"How did you come to be able to fly?" the Queen asked.
"Well, after what the cockchafer told me, I just ran out into the garden, and when I found the flower, as I hadn't any pocket to put it in so as to have it always by me, I just ate it up, and from that time forward I have been able to fly ever so well."
The Queen said, "Oh, how nice! And is the flower actually here in the garden? Tell me which it is, please do."
"Well, I'll tell you if you'll bring me a nice piece of raw meat, and a little red flannel for my rheumatism."
Just at that moment the sound of a great bell sounded out into the garden.
"Oh, how annoying!" the Queen said. "Just as it was beginning to be interesting! Now I shall have to go in to dinner. But I'll bring you the meat and the flannel to-morrow, and then you'll tell me, won't you?"
The bat said, "We'll see about it," and so the Queen arose from her seat, and, stooping to avoid the roses that caught at her, went out towards the palace and up the marble steps into it.
The palace was an enormous hall, all of marble, and very, very cold.
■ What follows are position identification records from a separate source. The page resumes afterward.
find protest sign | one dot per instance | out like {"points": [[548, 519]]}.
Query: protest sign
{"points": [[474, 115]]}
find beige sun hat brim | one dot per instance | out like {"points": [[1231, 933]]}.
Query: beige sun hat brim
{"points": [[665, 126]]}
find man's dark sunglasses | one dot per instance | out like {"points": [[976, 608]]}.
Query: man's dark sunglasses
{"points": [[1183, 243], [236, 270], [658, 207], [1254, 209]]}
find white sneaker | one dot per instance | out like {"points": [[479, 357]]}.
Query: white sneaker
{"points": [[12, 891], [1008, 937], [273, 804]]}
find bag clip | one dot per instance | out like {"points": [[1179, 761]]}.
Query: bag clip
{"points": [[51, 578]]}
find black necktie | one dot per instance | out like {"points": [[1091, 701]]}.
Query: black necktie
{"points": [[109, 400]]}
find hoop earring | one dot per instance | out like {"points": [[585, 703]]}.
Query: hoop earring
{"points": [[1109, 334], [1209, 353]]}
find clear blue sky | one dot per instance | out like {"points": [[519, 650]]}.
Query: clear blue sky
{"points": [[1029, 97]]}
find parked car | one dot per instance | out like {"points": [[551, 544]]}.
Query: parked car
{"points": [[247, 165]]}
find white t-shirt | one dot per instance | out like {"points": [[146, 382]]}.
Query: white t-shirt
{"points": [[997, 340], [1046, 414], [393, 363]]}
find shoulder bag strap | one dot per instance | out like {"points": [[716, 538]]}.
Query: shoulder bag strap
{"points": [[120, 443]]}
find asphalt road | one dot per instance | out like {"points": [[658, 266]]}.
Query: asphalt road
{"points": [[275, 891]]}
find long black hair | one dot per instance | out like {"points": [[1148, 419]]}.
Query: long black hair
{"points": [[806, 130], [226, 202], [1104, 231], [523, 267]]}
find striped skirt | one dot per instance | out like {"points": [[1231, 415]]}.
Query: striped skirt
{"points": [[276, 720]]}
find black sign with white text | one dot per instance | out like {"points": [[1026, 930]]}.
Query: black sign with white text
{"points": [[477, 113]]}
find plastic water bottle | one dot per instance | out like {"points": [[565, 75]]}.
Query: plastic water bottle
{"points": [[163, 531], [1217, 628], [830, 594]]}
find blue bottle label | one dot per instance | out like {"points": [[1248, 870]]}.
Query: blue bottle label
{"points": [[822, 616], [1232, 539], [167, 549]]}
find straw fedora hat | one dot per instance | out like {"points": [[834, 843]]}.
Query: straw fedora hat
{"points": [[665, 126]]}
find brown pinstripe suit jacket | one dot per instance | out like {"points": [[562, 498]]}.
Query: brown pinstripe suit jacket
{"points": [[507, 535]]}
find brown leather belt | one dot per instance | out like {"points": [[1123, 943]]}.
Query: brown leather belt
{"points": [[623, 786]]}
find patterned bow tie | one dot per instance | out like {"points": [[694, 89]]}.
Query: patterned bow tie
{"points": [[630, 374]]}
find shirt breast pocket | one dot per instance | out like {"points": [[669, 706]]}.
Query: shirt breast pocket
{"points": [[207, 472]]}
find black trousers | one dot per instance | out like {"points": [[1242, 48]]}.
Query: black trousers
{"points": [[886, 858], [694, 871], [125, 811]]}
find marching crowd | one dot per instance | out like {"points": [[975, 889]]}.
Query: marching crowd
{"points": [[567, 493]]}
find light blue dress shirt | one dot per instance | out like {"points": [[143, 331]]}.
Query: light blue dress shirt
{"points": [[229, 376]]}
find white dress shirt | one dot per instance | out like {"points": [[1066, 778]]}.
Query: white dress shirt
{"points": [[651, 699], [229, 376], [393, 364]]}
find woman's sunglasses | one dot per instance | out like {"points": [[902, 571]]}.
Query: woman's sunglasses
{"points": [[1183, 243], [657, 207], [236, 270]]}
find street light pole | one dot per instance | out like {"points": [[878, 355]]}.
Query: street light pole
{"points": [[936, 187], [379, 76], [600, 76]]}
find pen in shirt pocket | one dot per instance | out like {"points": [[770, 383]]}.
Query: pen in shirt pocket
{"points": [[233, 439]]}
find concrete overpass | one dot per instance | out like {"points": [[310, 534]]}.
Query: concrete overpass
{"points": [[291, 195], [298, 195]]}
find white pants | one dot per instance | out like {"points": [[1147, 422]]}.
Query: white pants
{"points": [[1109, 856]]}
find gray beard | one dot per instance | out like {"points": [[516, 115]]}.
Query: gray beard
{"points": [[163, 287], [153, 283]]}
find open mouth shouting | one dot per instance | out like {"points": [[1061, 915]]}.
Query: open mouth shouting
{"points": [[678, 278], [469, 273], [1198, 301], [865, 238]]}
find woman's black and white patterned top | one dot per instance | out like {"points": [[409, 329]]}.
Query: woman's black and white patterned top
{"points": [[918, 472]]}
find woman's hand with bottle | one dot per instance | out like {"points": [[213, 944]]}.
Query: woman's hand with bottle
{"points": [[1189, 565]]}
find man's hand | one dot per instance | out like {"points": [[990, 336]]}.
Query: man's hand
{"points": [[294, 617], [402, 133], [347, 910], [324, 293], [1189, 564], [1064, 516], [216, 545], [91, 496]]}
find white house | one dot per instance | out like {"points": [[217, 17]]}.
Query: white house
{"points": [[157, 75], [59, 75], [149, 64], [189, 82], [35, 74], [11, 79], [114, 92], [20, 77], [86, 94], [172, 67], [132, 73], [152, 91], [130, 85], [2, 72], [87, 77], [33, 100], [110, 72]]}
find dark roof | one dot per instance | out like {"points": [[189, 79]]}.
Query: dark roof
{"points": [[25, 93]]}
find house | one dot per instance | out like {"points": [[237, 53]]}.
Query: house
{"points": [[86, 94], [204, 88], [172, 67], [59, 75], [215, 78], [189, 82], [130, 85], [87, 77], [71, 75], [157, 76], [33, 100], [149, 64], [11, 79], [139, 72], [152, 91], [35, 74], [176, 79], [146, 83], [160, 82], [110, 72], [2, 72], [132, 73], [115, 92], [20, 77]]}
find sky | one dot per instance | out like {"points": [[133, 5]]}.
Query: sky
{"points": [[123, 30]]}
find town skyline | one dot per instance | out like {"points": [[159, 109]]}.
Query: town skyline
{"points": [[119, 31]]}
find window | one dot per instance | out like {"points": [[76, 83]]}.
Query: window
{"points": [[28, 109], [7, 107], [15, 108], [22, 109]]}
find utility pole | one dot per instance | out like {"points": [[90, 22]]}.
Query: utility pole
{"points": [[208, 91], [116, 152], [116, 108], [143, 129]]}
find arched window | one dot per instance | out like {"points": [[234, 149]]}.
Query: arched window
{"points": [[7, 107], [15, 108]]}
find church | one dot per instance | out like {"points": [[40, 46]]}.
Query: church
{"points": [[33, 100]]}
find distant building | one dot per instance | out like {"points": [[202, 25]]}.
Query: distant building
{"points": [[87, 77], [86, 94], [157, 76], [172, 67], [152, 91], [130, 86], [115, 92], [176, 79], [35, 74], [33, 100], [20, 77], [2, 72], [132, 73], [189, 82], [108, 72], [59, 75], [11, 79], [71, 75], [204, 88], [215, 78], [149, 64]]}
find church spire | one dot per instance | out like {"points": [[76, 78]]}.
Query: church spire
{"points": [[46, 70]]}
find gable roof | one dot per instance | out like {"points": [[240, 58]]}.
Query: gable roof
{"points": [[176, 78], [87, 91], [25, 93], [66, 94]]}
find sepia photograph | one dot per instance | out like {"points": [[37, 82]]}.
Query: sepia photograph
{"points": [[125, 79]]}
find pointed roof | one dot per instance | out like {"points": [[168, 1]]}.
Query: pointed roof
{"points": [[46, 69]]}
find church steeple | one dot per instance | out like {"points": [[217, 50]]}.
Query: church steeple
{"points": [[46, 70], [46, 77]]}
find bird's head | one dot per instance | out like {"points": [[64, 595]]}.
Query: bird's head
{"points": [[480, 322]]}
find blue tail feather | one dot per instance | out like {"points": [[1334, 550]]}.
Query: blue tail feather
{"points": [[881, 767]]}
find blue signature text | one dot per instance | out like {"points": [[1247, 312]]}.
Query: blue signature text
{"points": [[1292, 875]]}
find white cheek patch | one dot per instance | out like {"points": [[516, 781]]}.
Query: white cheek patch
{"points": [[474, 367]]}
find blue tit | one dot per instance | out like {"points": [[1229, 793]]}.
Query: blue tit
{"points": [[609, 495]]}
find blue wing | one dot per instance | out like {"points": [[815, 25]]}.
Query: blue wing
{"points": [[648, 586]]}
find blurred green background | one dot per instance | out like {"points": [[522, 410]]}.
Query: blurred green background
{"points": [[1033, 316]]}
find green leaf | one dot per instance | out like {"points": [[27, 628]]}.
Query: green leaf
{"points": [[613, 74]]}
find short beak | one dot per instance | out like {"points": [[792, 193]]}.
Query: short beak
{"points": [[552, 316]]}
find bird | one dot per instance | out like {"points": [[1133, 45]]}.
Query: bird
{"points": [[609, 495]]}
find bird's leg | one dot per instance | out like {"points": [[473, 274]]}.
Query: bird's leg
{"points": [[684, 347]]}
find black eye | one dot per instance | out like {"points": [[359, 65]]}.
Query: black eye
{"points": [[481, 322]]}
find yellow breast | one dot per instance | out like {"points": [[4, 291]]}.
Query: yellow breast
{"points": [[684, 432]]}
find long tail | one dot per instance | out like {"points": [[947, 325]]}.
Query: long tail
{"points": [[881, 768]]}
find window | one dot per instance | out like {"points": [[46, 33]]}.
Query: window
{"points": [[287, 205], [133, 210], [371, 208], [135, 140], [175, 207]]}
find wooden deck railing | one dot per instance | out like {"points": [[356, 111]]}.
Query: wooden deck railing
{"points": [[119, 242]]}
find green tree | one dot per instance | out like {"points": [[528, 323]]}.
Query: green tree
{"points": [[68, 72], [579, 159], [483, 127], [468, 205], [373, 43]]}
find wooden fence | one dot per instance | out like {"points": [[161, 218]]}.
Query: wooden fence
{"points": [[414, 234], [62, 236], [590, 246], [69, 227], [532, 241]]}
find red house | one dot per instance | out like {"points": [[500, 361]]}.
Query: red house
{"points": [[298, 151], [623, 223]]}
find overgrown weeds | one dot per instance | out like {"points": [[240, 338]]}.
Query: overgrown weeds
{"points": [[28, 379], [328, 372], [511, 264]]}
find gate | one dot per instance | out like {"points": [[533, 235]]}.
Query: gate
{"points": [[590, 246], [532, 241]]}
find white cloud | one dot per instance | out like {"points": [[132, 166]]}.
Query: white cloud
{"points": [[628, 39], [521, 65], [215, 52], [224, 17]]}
The dining-room itself was a vast hall, as long as an ordinary street, with a table as long and as broad as the roadway thereof, so that the poor little Queen felt rather lonely, sitting at one end of it, with the enormous vessels all of gold, and the great gold candlesticks, and the long line of deaf and dumb domestics that stood and looked on, or presented their dishes kneeling.
Generally the Regent's wife, or, if he hadn't one, his sister or mother, acted as the Queen's governess, and stood behind her chair. But that evening there was no one at all.